The Cooper Temple Clause
+ The Rain Band
+ Medium 21
Cambridge Junction 7/5/2003

Medium 21 as their name suggest veered towards melodic mediocrity. Though the band seemed to be enjoying themselves, their particular brand of indie mixing the more sedate moments of the Flaming Lips and the Boo Radleys could see them become the new Cast. As Alan Partridge once lamented ‘No need for that.’

The Junction was briefly reduced to silence upon entry of The Rain Band for it appeared that the Stone Roses seemed to have reformed before our very eyes. Not satisfied with basing their dynamic sound on the baggy movement it also appeared their lead singer has a face so similar to Ian Brown several vagrant types were confused into enthusiastically requesting ‘Fools Gold’ and ‘Dolphins Were Monkeys’. However The Rain Band deserve success in their own right with this performance justifying the significant fan base they have gained in their native Manchester as they mixed electronica with more straightforward melodic guitar sounds.

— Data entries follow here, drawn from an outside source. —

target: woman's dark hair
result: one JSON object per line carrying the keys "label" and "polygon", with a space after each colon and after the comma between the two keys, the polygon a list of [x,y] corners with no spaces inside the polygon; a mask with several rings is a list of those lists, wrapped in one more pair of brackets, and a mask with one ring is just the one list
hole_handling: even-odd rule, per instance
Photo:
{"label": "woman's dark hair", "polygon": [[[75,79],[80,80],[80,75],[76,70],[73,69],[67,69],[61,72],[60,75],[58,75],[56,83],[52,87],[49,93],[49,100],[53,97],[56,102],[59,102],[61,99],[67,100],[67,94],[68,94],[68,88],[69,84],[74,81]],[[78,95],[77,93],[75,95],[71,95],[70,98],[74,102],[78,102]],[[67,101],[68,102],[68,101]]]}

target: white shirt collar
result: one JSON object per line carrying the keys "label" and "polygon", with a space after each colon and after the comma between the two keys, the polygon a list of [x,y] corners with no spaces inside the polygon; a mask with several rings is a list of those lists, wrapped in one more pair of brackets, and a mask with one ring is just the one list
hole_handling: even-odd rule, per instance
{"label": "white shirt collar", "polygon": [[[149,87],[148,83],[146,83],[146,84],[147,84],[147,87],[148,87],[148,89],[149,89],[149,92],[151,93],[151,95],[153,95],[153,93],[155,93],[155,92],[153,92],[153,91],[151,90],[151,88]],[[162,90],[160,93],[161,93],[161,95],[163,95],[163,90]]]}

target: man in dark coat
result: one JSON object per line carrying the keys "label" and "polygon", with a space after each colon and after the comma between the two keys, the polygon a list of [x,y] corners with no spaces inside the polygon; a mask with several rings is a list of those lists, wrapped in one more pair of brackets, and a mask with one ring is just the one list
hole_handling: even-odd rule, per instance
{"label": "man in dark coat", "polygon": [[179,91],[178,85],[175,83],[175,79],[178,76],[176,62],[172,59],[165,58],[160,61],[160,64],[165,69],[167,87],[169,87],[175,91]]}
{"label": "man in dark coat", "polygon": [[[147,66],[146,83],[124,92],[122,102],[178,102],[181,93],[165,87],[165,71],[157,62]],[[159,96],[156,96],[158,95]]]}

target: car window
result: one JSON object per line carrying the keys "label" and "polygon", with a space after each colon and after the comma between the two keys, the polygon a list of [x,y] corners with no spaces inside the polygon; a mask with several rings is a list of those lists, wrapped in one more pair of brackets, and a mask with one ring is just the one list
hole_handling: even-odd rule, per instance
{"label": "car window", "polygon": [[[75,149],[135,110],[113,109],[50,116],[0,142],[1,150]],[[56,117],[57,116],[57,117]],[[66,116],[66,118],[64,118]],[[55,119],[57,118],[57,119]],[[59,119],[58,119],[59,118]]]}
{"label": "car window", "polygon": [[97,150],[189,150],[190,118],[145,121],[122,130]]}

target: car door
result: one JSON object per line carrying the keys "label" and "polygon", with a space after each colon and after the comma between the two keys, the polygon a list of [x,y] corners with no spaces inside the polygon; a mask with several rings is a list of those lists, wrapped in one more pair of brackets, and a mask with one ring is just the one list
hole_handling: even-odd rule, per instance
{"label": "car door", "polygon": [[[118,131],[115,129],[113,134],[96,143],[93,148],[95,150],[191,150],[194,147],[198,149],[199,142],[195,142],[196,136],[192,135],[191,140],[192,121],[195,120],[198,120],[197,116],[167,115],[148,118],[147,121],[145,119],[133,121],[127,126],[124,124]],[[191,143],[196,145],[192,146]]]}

With a live reputation only rivalling the quality of their haircuts, exotically hirsute sextet The Cooper Temple Clause shuffled onstage before explosively opening the Cambridge leg of the extensive UK tour with recent single A.I.M. New material followed thick and fast with next single ‘Promises, Promises’ re-invoking the raw rock edge which characterised ‘Been Training Dogs’ and ‘Film Maker’. Other tracks from their forthcoming album, such as ‘Blind Pilots’, explored the more experimental territory, which has left the band standing alone amongst their ‘new rock’ peers. A hectic touring schedule has clearly honed the band’s live performances, and the more focussed approach allowed the full quality of their material - both old and new - to come to the fore. The levelling of Cambridge with the trademark bedlam of ‘Panzer Attack, (the best song Primal Scream never had the bollocks to write) brought the show, and its accompanying aural assault to a climatic close. The Cooper Temple Clause are fast becoming essential.